Wettskandal im Fußball: Wettanbieter locken mit Quoten.

Wettanbieter locken mit Quoten.

(Foto: AP)

Laut von Cramon ist Blatter selbst ein Teil des Problems. "Zwar spricht Sepp Blatter davon, im Kampf gegen Matchmanipulation helfen zu wollen, doch lässt er seinen Worten keine Taten folgen", sagte die Politikerin: "Notwendige Sanktionierungen gegen Verbände, die Spielmanipulatoren tolerieren, blieben bislang aus."

Nach Ansicht der Grünen seht der Weltverband vor einem existenziellen Problem. "Die FIFA muss den Kampf gegen Korruption und Sportwettenbetrug intensivieren, damit sie nicht jegliche Autorität verliert", sagte von Cramon. Für die Sportpolitikerin ist klar, dass die Ursache des Problems "auch in der oberflächlichen Auseinandersetzung der Führung des Fußballweltverbands mit dem Thema" liegt: "Aus unserer Sicht ist klar, dass es sich hier nicht nur um manipulierte Spiele handelt, sondern ebenso um skrupellose Verantwortliche."

Prävention als Werkzeug

Der Direktor des privaten Wettanbieters bwin, Jörg Wecker, sieht die Schuld im neuen Glücksspielstaatsvertrag, der die Wetter in den Schwarzmarkt treibe. "Die Zahl der Sportwettenlizenzen soll auf 20 begrenzt werden und für die lizenzierten Online-Anbieter gibt es weitreichende Einschränkungen. Damit sind ihre Angebote nicht mehr wettbewerbsfähig gegenüber Schwarzmarktanbietern. Viele Kunden werden sich daher den vermeintlich attraktiveren Schwarzmarktangeboten zuwenden", sagte Wacker dem Handelsblatt: "Wenn eine Betrugsprävention Erfolg haben soll, müssen so viele Spieler wie möglich hin zu den staatlich überwachten Anbietern kanalisiert werden. Das leistet der neue Staatsvertrag nicht, damit fördert er weiterhin den Schwarzmarkt."
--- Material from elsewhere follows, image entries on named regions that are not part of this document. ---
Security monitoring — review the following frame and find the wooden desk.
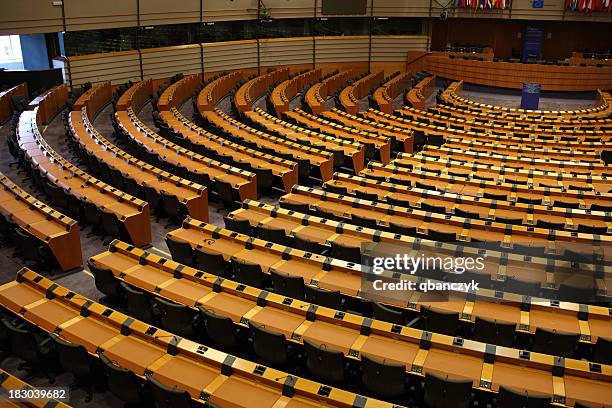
[406,75,436,113]
[284,109,392,163]
[0,173,83,271]
[197,70,244,112]
[326,173,612,230]
[28,84,68,125]
[0,82,29,125]
[69,108,208,221]
[270,68,321,118]
[92,241,610,404]
[161,107,298,192]
[234,67,289,114]
[245,108,365,173]
[373,72,412,113]
[17,108,151,246]
[0,268,396,408]
[338,71,384,115]
[203,109,334,180]
[115,108,257,200]
[157,74,202,112]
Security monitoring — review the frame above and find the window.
[0,35,23,69]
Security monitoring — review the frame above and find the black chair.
[270,271,304,300]
[255,225,289,245]
[146,375,193,408]
[330,241,361,264]
[351,214,378,229]
[361,354,406,398]
[423,373,472,408]
[293,235,325,254]
[195,248,226,276]
[166,235,195,266]
[497,385,550,408]
[279,201,310,214]
[427,228,457,242]
[121,282,156,323]
[155,297,194,337]
[87,259,121,299]
[304,339,346,384]
[532,327,580,358]
[372,302,406,325]
[249,321,290,367]
[98,352,145,406]
[593,336,612,364]
[223,217,254,236]
[231,257,265,288]
[473,316,516,347]
[50,334,96,402]
[304,285,344,310]
[198,306,238,349]
[421,306,459,336]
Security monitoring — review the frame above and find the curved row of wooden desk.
[283,109,393,163]
[92,242,609,406]
[0,369,70,408]
[0,173,83,271]
[304,69,359,115]
[234,67,289,113]
[203,109,334,180]
[406,75,436,113]
[372,72,412,113]
[338,71,384,115]
[245,108,365,173]
[197,70,244,112]
[360,162,612,211]
[391,149,610,194]
[270,68,321,118]
[69,82,208,221]
[327,173,612,233]
[157,74,202,112]
[228,201,612,342]
[161,108,298,191]
[0,270,392,408]
[0,82,28,125]
[442,81,612,122]
[17,91,151,246]
[115,108,257,200]
[281,185,612,255]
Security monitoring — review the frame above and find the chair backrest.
[421,306,459,336]
[198,306,238,348]
[2,319,41,364]
[424,373,472,408]
[330,241,361,264]
[223,217,253,236]
[372,302,406,325]
[249,321,289,367]
[166,235,194,266]
[87,259,121,298]
[155,298,193,337]
[50,334,93,379]
[147,375,192,408]
[270,271,304,300]
[474,316,516,347]
[231,257,264,288]
[497,385,550,408]
[98,352,142,405]
[532,327,580,358]
[121,282,153,323]
[304,339,345,383]
[195,248,225,276]
[361,354,406,398]
[257,225,287,245]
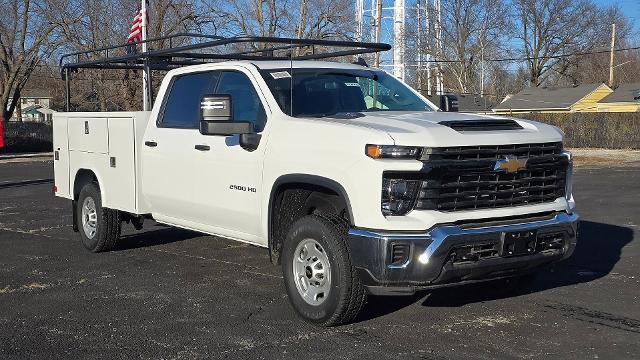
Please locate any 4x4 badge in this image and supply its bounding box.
[493,155,529,174]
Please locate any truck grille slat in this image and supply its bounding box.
[416,143,567,211]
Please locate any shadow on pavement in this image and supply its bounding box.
[113,224,202,251]
[359,221,633,321]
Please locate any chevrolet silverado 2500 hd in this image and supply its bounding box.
[54,48,578,325]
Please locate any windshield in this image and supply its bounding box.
[261,68,433,117]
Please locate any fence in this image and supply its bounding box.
[0,113,640,153]
[514,113,640,149]
[0,122,53,153]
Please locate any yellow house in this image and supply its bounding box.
[493,84,613,114]
[598,83,640,112]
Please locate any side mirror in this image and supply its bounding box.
[440,95,458,112]
[200,95,253,136]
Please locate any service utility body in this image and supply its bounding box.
[53,36,578,326]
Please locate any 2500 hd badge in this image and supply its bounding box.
[229,185,257,193]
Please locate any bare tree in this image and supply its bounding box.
[418,0,511,93]
[205,0,353,39]
[513,0,599,86]
[0,0,58,121]
[55,0,197,111]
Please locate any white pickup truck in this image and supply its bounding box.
[53,54,578,326]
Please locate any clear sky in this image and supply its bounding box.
[596,0,640,36]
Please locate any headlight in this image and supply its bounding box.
[382,178,420,216]
[365,145,422,159]
[562,151,573,201]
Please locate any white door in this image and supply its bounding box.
[142,71,217,222]
[192,71,266,241]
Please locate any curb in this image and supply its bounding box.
[0,152,53,160]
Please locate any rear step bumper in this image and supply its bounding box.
[349,212,579,295]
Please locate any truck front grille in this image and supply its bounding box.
[415,143,568,211]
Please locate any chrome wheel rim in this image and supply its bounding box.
[293,239,331,306]
[81,197,98,239]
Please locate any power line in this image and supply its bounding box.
[410,46,640,63]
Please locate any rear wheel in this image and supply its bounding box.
[281,215,366,326]
[77,183,121,252]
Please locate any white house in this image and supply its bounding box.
[11,89,55,123]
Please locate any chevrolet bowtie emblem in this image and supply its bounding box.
[493,155,528,174]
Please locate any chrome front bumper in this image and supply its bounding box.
[349,212,579,294]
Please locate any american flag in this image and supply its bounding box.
[127,10,142,42]
[127,0,149,43]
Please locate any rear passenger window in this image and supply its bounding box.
[161,71,219,129]
[216,71,267,132]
Wie Europol hat auch Wacker vor allem Asien im Visier. "Das Hauptproblem bei Wettmanipulationen ist der nicht kontrollierbare Schwarzmarkt in Asien", äußerte Wacker. Dort würde auch kein Warnsystem funktionieren, weil sich die Wettanbieter nicht kontrollieren lassen und die Wetten zumeist mit Bargeld platziert werden.
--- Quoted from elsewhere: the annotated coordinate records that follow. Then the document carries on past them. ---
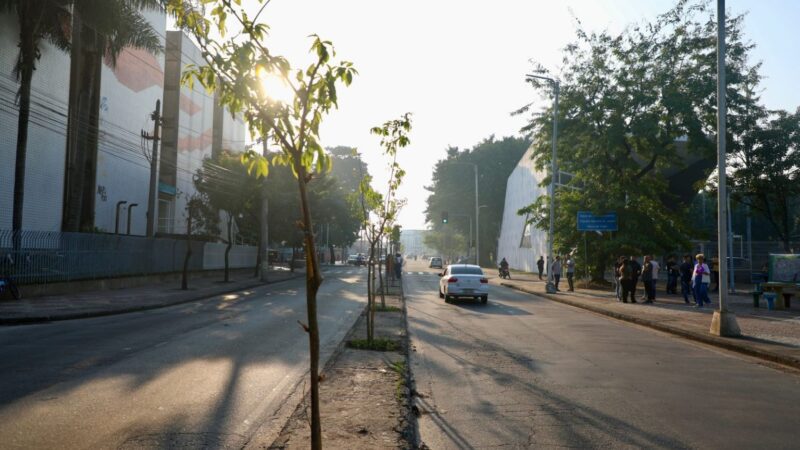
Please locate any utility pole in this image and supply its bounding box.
[258,137,269,282]
[142,100,161,237]
[712,0,741,336]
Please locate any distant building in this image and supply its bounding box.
[0,11,245,235]
[400,230,436,256]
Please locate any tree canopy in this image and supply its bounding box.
[519,0,759,278]
[425,136,530,263]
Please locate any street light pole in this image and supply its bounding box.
[526,74,560,293]
[716,0,741,336]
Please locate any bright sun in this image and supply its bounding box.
[258,67,294,103]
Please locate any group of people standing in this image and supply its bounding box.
[614,253,711,308]
[536,254,575,292]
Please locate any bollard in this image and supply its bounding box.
[753,292,761,308]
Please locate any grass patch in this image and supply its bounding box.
[347,338,400,352]
[389,361,406,402]
[375,305,403,312]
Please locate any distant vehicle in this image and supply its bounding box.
[347,255,364,266]
[439,264,489,304]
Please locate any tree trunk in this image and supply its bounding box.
[225,213,233,283]
[181,206,193,291]
[294,163,322,449]
[253,233,263,278]
[11,9,36,239]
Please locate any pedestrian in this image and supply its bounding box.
[642,255,655,303]
[692,253,711,308]
[649,255,661,302]
[536,256,544,281]
[678,255,697,305]
[394,253,403,280]
[619,256,636,303]
[711,258,719,292]
[567,255,575,292]
[614,256,625,302]
[628,256,642,298]
[667,256,680,294]
[550,256,561,290]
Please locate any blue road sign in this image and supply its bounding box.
[578,211,618,231]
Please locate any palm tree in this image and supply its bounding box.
[62,0,163,231]
[0,0,162,236]
[0,0,70,237]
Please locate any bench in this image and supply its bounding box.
[763,281,800,309]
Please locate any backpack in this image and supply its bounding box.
[620,262,633,280]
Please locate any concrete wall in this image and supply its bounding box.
[496,145,547,272]
[0,14,69,231]
[203,242,258,270]
[95,7,166,235]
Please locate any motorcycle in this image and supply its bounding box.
[498,267,511,280]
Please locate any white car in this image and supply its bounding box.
[439,264,489,303]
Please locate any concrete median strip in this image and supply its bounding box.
[500,282,800,370]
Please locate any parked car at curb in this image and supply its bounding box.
[347,255,364,266]
[439,264,489,304]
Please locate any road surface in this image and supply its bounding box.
[0,267,366,449]
[403,262,800,449]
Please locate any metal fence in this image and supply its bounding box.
[0,230,205,284]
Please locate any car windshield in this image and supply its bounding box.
[450,266,483,275]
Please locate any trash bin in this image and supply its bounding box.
[764,292,778,311]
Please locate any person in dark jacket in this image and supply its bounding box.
[619,257,636,303]
[629,256,642,299]
[642,255,656,303]
[678,255,695,305]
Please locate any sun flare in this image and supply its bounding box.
[257,67,294,103]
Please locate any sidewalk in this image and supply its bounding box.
[0,270,304,325]
[490,272,800,369]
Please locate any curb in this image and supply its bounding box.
[0,274,304,326]
[500,282,800,369]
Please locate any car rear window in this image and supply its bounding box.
[450,266,483,275]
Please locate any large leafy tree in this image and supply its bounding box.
[0,0,161,236]
[166,0,356,449]
[425,136,530,264]
[520,1,758,279]
[193,151,261,282]
[731,108,800,252]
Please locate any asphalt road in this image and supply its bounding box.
[410,263,800,449]
[0,267,365,449]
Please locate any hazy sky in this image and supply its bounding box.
[246,0,800,229]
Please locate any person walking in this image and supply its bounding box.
[536,256,544,280]
[619,256,636,303]
[642,255,655,303]
[648,255,661,303]
[567,255,575,292]
[614,256,625,302]
[667,256,679,294]
[692,253,711,308]
[550,256,561,291]
[678,255,697,305]
[628,256,642,299]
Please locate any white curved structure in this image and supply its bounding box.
[497,148,547,272]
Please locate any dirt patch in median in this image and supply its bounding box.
[269,295,413,449]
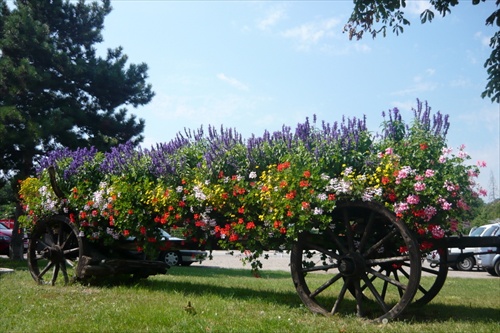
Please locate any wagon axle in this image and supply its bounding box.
[338,252,366,277]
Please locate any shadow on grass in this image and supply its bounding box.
[140,267,500,324]
[6,258,500,324]
[0,257,28,271]
[399,303,500,324]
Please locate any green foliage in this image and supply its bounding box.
[344,0,500,103]
[0,0,154,184]
[20,103,484,265]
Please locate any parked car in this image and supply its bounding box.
[158,229,207,266]
[476,223,500,276]
[426,226,487,271]
[0,223,12,255]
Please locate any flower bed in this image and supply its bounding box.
[20,102,484,264]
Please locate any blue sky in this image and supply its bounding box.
[95,0,494,199]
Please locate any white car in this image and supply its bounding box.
[476,222,500,276]
[426,224,498,271]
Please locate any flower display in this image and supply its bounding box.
[20,102,485,258]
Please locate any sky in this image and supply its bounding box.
[77,0,500,201]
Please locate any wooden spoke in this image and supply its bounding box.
[290,202,421,320]
[28,215,84,285]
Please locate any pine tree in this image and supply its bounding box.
[0,0,154,258]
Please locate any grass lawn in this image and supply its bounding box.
[0,258,500,333]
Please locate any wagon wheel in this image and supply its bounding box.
[412,248,448,306]
[28,215,83,285]
[290,198,421,320]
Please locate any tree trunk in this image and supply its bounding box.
[9,201,24,260]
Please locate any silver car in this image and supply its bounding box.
[476,223,500,276]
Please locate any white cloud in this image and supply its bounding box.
[217,73,249,91]
[392,68,438,96]
[281,18,340,49]
[257,6,286,30]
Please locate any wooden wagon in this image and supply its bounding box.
[28,188,500,321]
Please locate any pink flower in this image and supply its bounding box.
[431,226,444,239]
[406,194,420,205]
[394,202,409,214]
[457,199,470,210]
[413,182,425,192]
[477,161,486,168]
[424,206,437,222]
[441,201,452,210]
[450,220,458,232]
[415,175,424,181]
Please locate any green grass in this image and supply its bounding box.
[0,258,500,333]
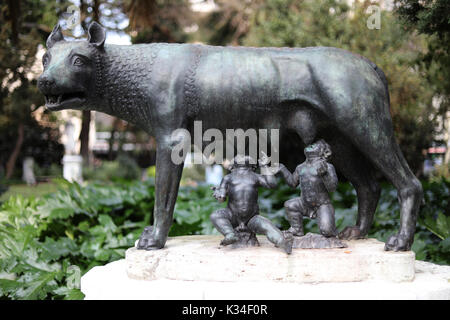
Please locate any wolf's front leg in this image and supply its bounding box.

Die europäische Polizeibehörde Europol hat am Montag bekanntgegeben, dass es zwischen 2008 und 2011 insgesamt 380 manipulierte Spiele in Europa gegeben haben soll. In rund 300 weiteren verdächtigen Partien, die zumeist außerhalb Europas stattgefunden haben, laufen derzeit Ermittlungen. Insgesamt sollen 425 Spieler, Schiedsrichter, Funktionäre und Kriminelle involviert gewesen sein.

Das kriminelle Netzwerk soll laut Europol von Singapur aus gesteuert werden. Die Korruptions-Expertin Sylvia Schenk, Vorstandsmitglied von Transparency International Deutschland, sieht den deutschen Profifußball allerdings nur bedingt gefährdet.

"Wo Spieler sehr gut bezahlt werden, ist es sehr viel schwieriger sie zu bestechen, als dort, wo Spieler - gerade in osteuropäischen Ländern - sehr schlecht oder manchmal gar nicht bezahlt werden, weil der Verein das Geld nicht hat. Und insofern ist es bei uns eher in den unteren Ligen ein Problem", sagte Schenk HR-Info.

Für Schenk ist Prävention das wichtigste Werkzeug im Kampf gegen Manipulationen. Schon junge Spieler müssten ausreichend geschult werden, damit sie für solche Machenschaften nicht anfällig seien. Laut Schenk müsse es zwar Sanktionen geben, Strafen allein aber würden die Probleme nicht lösen. Das hätten Erfahrungen aus dem Doping-Bereich gezeigt.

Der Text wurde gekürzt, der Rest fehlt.